2. The appellant did not pursue the asylum or humanitarian protection element of his claim. He challenged the decision to refuse him leave to remain on human rights grounds, based on his relationship with a British citizen woman and their two British citizen children.
3. The appellant is on the Sex Offenders Register, following his conviction on 23 February 2007 for sexual activity contrary to Section 9(1) and (2) of the Sexual Offences Act 2003. The appellant had consensual sex with a 15½-year old girl who was not legally in a position to give her consent.
Background
4. The appellant was born in 1971 and is now 46 years old. He came to the United Kingdom as a student in 2005 but failed to study: he left a wife and child behind, but they have also left Zimbabwe, and the appellant’s evidence is that they may be in either in South Africa or the Netherlands.

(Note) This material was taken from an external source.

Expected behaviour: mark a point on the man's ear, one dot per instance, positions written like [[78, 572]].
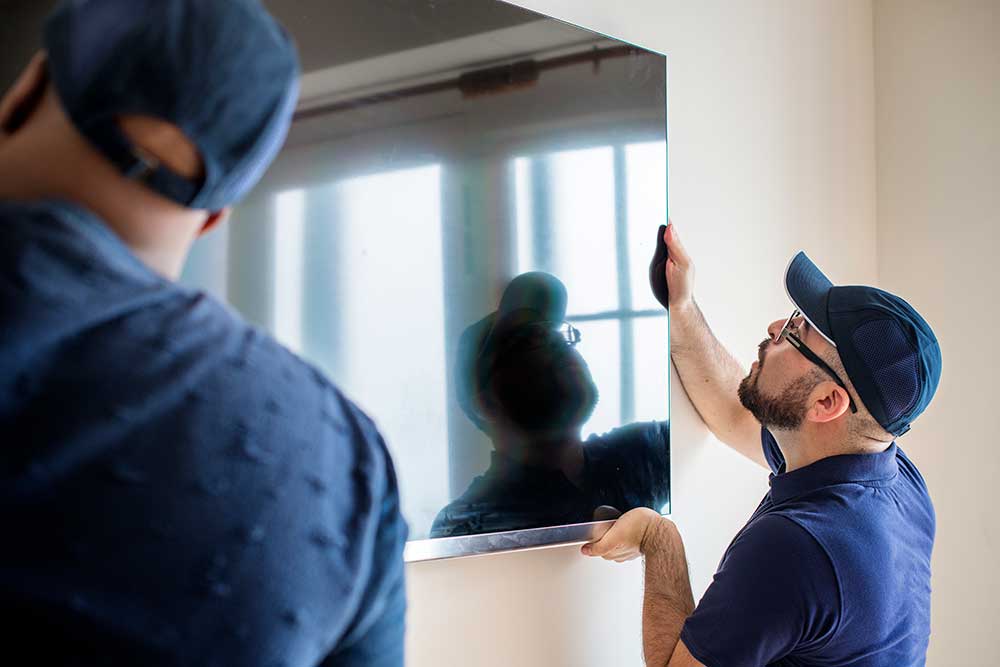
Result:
[[214, 219], [831, 401], [21, 101]]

It is unnecessary for the purpose of this decision to decide their location.
5. When the appellant was convicted in 2007, the sentencing Judge made the following observations:
“I sentence you on the following basis, that you are a man of previous good character and you have never been in trouble before. The sexual activity you were engaged in with the complainant in this case... was entirely consensual. There was no pressure, there was no overbearing attitude by you whatsoever and one further piece of mitigation which Mr Nelson has addressed me, which I think is worth noting, is that she was nearer 16 than 15. She was 15 and a half at the time....

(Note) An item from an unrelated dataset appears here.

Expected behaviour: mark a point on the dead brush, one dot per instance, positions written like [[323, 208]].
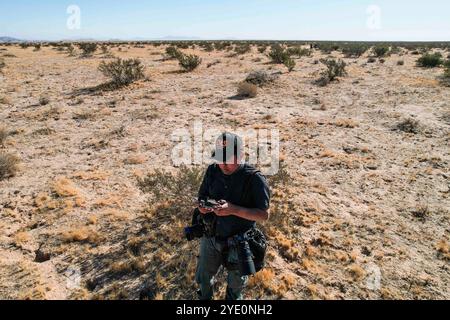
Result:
[[247, 90], [122, 72], [9, 165], [4, 133]]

You have an extremely cavalier attitude to contraception and the transmission of sexual diseases. There is a considerable disparity of age here... I am now told that this activity has had some detrimental effect upon her.
I am not going to recommend you for deportation. I do not think in the circumstances of this case that it is going to be of any assistance at all. I shall reduce the sentence that I was going to pass from 12 months to 11 months in relation to each count concurrent, so 11 months in all.”

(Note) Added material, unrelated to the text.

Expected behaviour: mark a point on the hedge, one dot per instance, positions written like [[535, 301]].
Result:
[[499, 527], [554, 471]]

The appellant has not offended again and that is his sole criminal offence.
6. The respondent made a deportation order, based on Section 72 of the Nationality, Immigration and Asylum Act 2002 (as amended) and delegated legislation made thereunder. That deportation order was subsequently revoked on the basis that it had been incorrectly obtained, applying the decision of the Court of Appeal in  EN (Serbia) v Secretary of State for the Home Department & Anor [2009] EWCA Civ 630. A further deportation order was made in August 2007 and there is a long history which does not concern us in this appeal today.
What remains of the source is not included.